Rising interest rates have torn into the investment portfolios of some community banks,

Nine banks -- all of them smaller institutions -- have racked up unrealized losses on securities equaling more than 50% of their equity, according to a study by Veribanc Inc., Wakefield, Mass. (See table on page 6.)

The woes of this group underscore how rate rises since February have buffered securities portfolios throughout the banking industry.

Among all banks, unbooked losses on securities held for the long term totaled $8.4 billion as of June 30, up a whopping 764% from the previous quarter, Veribanc found.

And 67 banks held unbooked securities losses that exceed onequarter of their equity.

Community banks have been hit especially hard because they lack the expertise in managing interest rate risk that larger institutions have, experts said.

"Small institutions are particularly relying on third-party advice," said Edward Furash, chairman of Furash & Co., a Washington-based bank consulting firm.

"They tend to be more trusting."

Holdings of mortgage-backed securities have proved especially troublesome to community banks.

These often complex instruments can plunge in value when interest rates rise.

Warren Heller, Veribanc's director of research, said he doesn't expect the problems in investment portfolios to cause community bank failures.

But he said he does see regulators cracking down with more memorandums of understanding and cease and desist orders.

The problems have come to light as a result of recently instituted accounting rules requiring banks to report unbooked losses on securities they plan to hold until maturity.

The nine hardest-hit banks -- scattered from Louisiana to New Jersey -- say they are already starting to revamp their investment strategies.

"No more long-term bonds," said' Walter Coffman, president of First National Bank, Hamilton, Tex.

That institution had $750,000 in unhooked losses as of June 30, Veribanc found.

In other words, if the bank had sold the securities then, the losses would have amounted to 52.2% of equity.

Lew Harmon, president of Bank of Altenburg, Mo., which has $940,000 in unbooked securities losses, said it plans to restrict future investments to jumbo certificates of deposit, Treasuries, and municipal bonds.

"We will not buy a lot of that stuff that fluctuates that much," he said.

According to the survey, Vernon Bank of Leesville, La., would be hardest hit if it sold its portfolio.
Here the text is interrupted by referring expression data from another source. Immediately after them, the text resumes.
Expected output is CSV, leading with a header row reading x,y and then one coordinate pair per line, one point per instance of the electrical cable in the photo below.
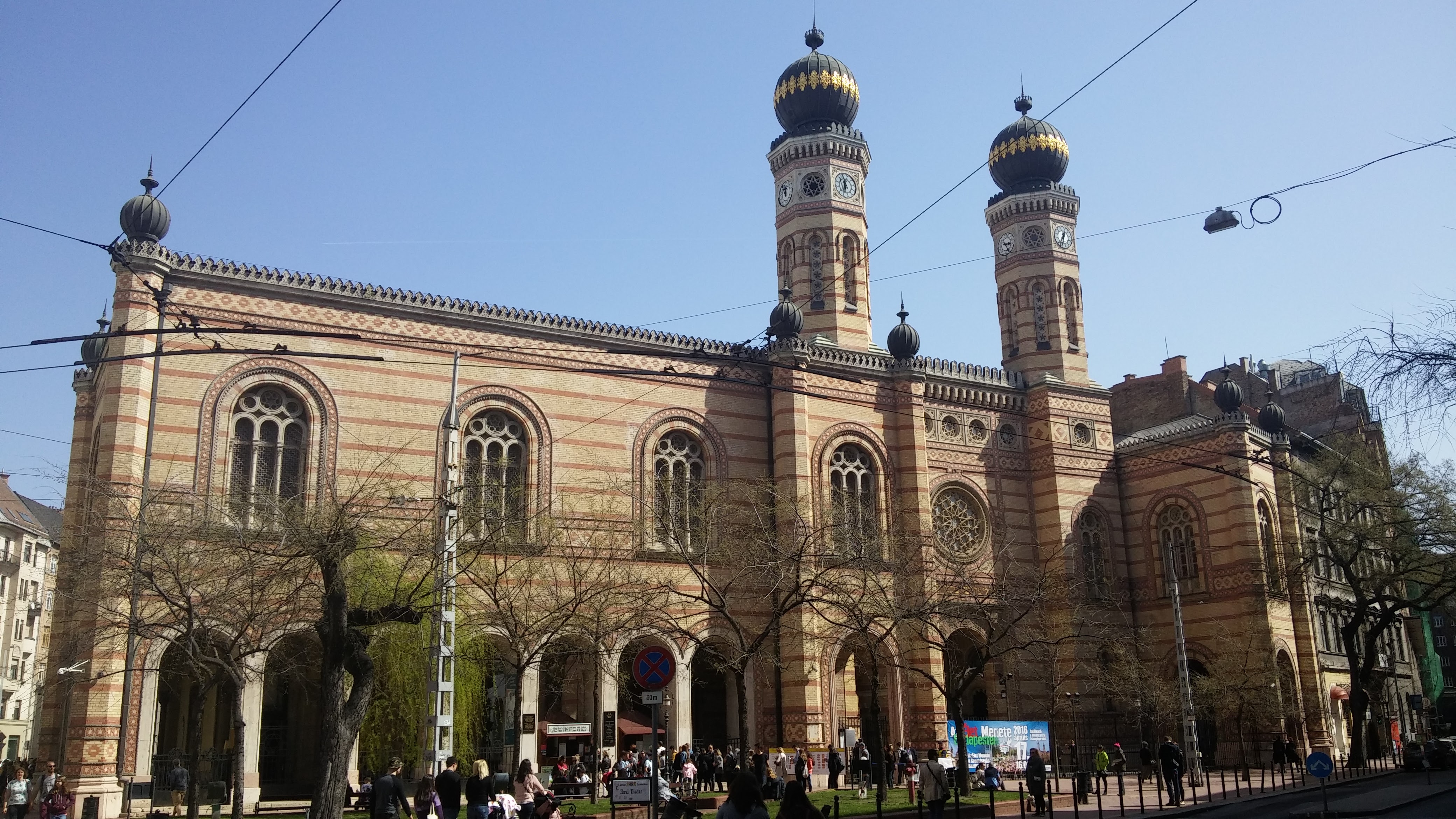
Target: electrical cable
x,y
250,97
1040,120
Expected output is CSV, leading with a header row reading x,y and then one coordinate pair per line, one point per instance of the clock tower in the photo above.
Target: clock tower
x,y
819,168
1034,222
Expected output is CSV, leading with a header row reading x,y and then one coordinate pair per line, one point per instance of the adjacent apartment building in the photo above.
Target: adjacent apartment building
x,y
30,548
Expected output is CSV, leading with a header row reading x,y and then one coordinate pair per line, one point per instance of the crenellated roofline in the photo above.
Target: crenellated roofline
x,y
957,378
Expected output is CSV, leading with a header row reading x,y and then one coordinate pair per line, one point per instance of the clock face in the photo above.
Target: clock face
x,y
1062,235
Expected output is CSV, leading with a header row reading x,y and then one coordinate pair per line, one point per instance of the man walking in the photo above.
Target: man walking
x,y
1172,761
448,788
177,780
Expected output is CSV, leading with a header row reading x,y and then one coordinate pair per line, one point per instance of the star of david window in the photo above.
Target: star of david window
x,y
959,522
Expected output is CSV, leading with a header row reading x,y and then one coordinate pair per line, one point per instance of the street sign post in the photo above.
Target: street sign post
x,y
1321,766
654,668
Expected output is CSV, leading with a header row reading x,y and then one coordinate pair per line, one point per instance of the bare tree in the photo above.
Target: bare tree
x,y
744,563
1385,546
995,611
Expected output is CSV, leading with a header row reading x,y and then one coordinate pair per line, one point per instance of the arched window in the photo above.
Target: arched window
x,y
678,473
849,248
1178,536
787,264
1093,536
1039,311
494,483
816,272
1273,578
270,429
1069,304
1009,318
959,521
852,499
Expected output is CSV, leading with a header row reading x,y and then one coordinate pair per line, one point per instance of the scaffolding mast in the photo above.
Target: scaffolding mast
x,y
440,710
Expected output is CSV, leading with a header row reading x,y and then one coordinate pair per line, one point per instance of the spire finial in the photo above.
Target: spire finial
x,y
150,181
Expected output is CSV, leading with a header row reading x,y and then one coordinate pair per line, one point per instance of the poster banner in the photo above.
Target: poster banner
x,y
1001,742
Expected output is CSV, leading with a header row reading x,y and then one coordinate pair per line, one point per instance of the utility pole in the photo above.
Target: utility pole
x,y
440,713
161,296
1184,682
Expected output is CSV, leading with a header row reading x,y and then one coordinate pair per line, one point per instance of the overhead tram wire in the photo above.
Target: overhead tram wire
x,y
886,241
248,98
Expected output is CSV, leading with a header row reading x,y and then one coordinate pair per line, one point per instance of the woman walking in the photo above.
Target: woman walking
x,y
478,792
18,795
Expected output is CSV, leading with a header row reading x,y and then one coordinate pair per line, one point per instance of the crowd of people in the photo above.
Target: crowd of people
x,y
30,785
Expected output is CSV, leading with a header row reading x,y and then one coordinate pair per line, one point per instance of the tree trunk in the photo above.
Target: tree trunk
x,y
197,705
347,684
239,748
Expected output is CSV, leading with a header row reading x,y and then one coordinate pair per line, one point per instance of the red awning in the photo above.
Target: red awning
x,y
637,723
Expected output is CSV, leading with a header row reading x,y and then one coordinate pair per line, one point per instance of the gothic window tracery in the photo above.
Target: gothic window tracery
x,y
959,521
852,500
851,260
1039,311
1069,302
679,486
1272,569
1093,536
494,482
1178,538
270,429
816,272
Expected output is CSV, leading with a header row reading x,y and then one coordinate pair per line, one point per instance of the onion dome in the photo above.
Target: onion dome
x,y
1228,394
816,91
1272,417
1029,154
94,349
145,218
787,320
905,340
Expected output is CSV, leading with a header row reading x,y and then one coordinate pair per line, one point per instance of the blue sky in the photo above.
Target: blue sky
x,y
608,161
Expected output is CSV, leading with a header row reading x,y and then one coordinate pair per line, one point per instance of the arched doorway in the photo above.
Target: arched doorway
x,y
1206,722
570,680
715,700
852,690
290,726
193,713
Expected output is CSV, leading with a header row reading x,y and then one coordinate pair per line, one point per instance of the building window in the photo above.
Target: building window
x,y
1093,536
1177,536
679,478
787,266
1039,311
816,273
1069,298
1273,578
959,521
851,253
852,499
494,482
270,429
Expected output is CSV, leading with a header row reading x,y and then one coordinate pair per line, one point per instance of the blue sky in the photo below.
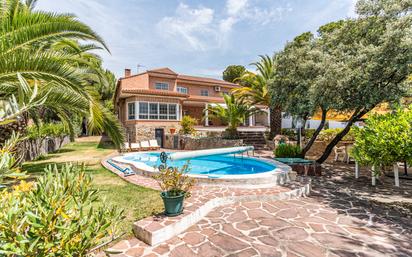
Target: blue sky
x,y
197,37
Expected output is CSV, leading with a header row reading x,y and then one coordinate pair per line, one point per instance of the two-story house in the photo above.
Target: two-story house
x,y
149,104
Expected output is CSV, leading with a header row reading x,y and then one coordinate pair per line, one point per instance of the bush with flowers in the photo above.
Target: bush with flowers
x,y
59,215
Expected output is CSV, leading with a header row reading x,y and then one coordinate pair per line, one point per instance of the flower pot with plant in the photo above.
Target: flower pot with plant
x,y
175,185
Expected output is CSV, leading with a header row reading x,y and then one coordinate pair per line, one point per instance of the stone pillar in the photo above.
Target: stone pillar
x,y
206,116
251,120
396,174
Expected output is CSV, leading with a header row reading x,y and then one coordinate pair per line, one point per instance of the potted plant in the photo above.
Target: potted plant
x,y
175,185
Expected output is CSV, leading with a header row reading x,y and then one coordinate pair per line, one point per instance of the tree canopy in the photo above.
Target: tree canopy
x,y
233,72
52,51
350,66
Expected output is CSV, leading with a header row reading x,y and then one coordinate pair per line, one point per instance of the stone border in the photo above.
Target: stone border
x,y
280,175
157,229
162,234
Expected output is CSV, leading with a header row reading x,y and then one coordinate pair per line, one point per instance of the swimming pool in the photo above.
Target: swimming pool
x,y
222,168
228,164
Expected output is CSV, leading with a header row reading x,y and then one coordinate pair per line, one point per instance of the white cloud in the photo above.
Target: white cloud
x,y
201,28
235,6
190,24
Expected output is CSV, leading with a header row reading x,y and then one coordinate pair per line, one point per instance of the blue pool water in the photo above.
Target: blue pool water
x,y
209,165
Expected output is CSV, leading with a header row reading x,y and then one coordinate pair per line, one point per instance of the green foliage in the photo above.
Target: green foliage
x,y
287,151
175,181
233,72
350,66
60,215
385,139
67,78
327,135
188,124
47,130
233,114
290,133
8,161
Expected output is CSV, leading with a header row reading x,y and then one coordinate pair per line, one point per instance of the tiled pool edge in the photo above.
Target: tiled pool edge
x,y
155,230
162,234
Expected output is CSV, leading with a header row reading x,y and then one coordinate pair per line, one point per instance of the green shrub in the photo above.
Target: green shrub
x,y
309,133
47,130
188,124
290,133
287,151
60,215
385,139
327,135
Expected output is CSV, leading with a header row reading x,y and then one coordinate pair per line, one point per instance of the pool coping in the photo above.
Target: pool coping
x,y
154,230
280,175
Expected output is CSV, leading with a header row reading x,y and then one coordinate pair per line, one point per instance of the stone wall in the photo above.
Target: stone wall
x,y
142,132
191,143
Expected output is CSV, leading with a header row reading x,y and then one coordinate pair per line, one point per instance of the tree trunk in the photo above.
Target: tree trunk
x,y
340,135
315,135
275,121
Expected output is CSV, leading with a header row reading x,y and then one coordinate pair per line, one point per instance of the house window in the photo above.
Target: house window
x,y
161,86
172,112
163,111
154,111
131,111
157,111
204,92
143,110
182,90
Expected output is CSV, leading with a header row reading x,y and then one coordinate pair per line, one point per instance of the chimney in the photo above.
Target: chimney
x,y
127,73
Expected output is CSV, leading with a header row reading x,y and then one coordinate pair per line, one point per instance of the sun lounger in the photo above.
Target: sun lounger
x,y
145,146
125,147
135,146
154,145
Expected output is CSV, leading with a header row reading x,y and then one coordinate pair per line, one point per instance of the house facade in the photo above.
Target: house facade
x,y
152,103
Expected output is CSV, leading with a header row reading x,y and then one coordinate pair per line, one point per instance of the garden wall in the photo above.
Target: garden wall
x,y
190,143
33,148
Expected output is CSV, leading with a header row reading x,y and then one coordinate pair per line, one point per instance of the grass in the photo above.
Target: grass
x,y
138,202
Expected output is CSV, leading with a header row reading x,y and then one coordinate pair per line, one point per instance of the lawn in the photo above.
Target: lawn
x,y
138,202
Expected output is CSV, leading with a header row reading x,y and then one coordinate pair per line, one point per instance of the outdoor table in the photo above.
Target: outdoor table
x,y
299,162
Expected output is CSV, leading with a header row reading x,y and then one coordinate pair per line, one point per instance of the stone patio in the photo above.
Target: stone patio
x,y
301,227
342,217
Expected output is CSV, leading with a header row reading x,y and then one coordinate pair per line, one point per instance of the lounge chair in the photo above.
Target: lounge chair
x,y
145,146
154,145
125,147
135,146
340,151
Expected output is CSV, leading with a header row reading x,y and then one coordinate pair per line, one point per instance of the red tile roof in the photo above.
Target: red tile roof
x,y
153,92
164,70
206,80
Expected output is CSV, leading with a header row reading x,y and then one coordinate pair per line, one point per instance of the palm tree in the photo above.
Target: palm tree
x,y
233,113
256,89
31,43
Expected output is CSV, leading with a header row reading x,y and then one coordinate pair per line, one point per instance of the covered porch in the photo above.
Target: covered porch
x,y
198,110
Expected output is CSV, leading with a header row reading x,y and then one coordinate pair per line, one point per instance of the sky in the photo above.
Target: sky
x,y
196,37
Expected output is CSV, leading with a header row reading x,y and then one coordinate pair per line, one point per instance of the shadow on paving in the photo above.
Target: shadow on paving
x,y
383,203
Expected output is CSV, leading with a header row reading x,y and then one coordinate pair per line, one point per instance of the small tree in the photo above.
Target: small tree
x,y
233,72
385,139
233,114
187,124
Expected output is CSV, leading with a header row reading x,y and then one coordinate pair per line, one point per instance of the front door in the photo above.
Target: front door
x,y
159,135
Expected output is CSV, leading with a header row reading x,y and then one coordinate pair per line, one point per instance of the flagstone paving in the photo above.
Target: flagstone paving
x,y
339,218
302,227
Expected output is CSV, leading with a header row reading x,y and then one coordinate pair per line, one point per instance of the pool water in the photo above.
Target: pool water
x,y
209,165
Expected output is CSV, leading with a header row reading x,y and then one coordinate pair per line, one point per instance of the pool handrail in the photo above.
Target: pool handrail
x,y
209,152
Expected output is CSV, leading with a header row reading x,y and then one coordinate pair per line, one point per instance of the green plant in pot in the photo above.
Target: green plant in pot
x,y
175,185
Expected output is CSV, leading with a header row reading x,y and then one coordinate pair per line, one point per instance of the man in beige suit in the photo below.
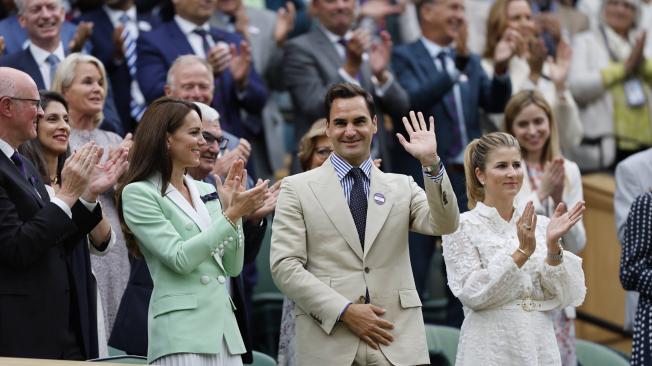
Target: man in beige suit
x,y
340,241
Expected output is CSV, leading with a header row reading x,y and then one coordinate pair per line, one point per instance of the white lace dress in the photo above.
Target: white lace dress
x,y
483,275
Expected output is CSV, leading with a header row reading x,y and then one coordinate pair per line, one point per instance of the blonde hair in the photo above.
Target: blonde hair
x,y
66,74
308,142
517,104
476,155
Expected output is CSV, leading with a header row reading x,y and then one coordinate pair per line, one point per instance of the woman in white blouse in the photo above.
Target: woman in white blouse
x,y
506,265
549,179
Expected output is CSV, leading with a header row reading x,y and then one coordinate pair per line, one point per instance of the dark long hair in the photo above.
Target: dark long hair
x,y
33,149
149,154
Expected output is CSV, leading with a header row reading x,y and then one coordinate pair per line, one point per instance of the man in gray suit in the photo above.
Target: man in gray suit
x,y
633,177
266,32
331,53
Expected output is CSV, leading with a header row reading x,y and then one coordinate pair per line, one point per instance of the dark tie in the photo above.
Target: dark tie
x,y
204,39
53,61
358,202
451,103
18,161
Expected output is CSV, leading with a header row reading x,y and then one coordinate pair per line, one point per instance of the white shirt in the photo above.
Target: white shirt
x,y
341,51
195,40
132,27
115,15
40,55
434,50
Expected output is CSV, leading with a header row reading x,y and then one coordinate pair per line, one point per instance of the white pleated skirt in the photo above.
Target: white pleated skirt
x,y
223,358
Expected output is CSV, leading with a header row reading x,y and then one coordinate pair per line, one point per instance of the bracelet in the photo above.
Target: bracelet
x,y
524,253
557,257
229,220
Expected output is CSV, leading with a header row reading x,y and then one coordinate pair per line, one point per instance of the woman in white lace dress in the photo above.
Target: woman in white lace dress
x,y
506,266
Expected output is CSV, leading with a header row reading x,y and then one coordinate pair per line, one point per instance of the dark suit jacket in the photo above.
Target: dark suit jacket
x,y
427,86
130,328
102,47
16,36
158,49
36,288
310,67
25,62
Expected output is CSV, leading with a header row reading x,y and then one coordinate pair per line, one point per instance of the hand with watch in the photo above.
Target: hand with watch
x,y
560,223
422,142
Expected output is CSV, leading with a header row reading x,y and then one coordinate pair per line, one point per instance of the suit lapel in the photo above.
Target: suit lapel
x,y
31,68
379,205
24,185
328,191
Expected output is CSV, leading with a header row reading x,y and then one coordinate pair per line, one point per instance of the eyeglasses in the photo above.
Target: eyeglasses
x,y
35,102
324,152
211,139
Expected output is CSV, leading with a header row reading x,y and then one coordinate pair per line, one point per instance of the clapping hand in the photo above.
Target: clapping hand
x,y
83,33
240,64
526,229
243,202
561,222
77,172
423,142
284,23
552,183
104,176
380,53
269,205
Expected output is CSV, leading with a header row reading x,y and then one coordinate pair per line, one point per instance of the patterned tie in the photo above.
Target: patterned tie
x,y
53,61
204,40
451,103
136,105
20,164
358,203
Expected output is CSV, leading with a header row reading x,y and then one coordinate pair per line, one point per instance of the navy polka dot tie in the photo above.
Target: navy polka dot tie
x,y
358,202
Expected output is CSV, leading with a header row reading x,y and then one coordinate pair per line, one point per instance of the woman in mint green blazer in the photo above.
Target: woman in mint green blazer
x,y
190,241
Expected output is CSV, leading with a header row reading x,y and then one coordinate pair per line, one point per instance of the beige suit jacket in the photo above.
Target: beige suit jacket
x,y
318,262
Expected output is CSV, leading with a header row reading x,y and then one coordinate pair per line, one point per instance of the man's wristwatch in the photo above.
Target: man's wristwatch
x,y
434,168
The bank had $2.67 million in unbooked securities losses as of June 30, representing 74.2% of its equity. Vernon officials could not be reached for comment.

Three banks operated by Commerce Bancorp, a $2.3 billion-asset Cherry Hill, N.J., holding company, also would be hard hit if it took losses.

The company's lead bank, Commerce Bank, had unbooked securities losses of $67.44 million, or 73% of equity.

Its sister banks, Commerce Bank/Devon, Pa., and Commerce Bank Shore, Forked River, N.J., had unbooked losses of $6.91 million and $6.75 million, respectively.

If the losses were realized, Commerce Bank in Cherry Hill would become critically undercapitalized, Commerce/Devon would become significantly undercapitalized, and Commerce/Forked River would become undercapitalized, the report says.

Officials with the company declined to comment, other than to say that the three banks are all well capitalized.

Meanwhile, some banks said they plan to hold on to their battered securities rather than sell them and take losses.

"We will just ride this thing out unless the regulators make us sell some of them," Mr. Harmon said. "If you hold them long enough they will pay."